International News

China: Ethics cloud over R&D

The ethics of Chinese scholars have come under intense scrutiny following a recent scandal in the country. In mid-February, 80 people in Guangzhou city were poisoned after eating pork that contained ractopamine, a drug that ensures pigs grow big and lean. It has been banned as an agricultural food additive in China for seven years.

At first, this appeared to be yet another food safety story, but subsequent investigations have turned it into a debate about scholarly ethics. According to a report in the Southern Weekend newspaper, academics have allegedly taken part in the research, production and distribution of agricultural food additives such as ractopamine and clenbuterol hydrochloride for the past two decades, despite being aware they are poisonous.
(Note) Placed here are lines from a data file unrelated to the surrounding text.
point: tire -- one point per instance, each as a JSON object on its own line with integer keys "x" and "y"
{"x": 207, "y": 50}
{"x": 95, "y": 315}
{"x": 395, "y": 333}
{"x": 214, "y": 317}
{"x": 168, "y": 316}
Ironically, research into clenbuterol hydrochloride in China reached its peak at the end of the 1980s, just as Europe and the US were banning it in response to the poisoning of hundreds of people in Spain, France, Italy and America.

One of the whistleblowers who spoke to Southern Weekend is a former academic at the College of Animal Science at Zhejiang University. He alleged that during research studies conducted in the early 1990s, he and his team learnt of the side-effects of clenbuterol hydrochloride, and also heard that it had been banned by the US Food and Drug Administration. However, they omitted this information from their papers on the drug. “If we talk about side-effects in the papers, they won’t get published,” he explains.

Moreover it was reported that in 1993, Zhejiang University’s Sunny Nutrition Technology Co. Ltd was founded and became a key distributor of clenbuterol hydrochloride. Through product and technology transfer, the Institute of Feed Science at Zhejiang University fostered many agricultural feed enterprises in China, with its turnover growing to more than 3.5 billion yuan (Rs.2,430 crore).

Clenbuterol hydrochloride and ractopamine were banned by the ministry of agriculture in 1997 and 2002 respectively, yet they are being researched and marketed. A big difference in terms of potential harm is that while clenbuterol hydrochloride was used primarily by small farms, ractopamine has been targeted at bigger farms, in the search for greater profits. It is alleged that some “experts” even give instructions to clients about how they can ensure their pigs pass testing by the authorities.

While topics such as plagiarism trigger doubts about scholarly ethics, the pig-feed scandal has raised more profound issues for China’s universities. Fu Jianfeng, an investigative reporter of Southern Weekend, argues that it proves that some scholars are too close to vested interests and that in the extreme instances “their research is based on greed”.

An editorial in Southern Metropolitan News blamed universities too, arguing that the trend towards “co-operation” with business has played a part. It said that because of meagre government funding, universities switch to research projects to satisfy business needs. “In so many cases, the outcome is that public trust in scholars is compromised,” says its edit.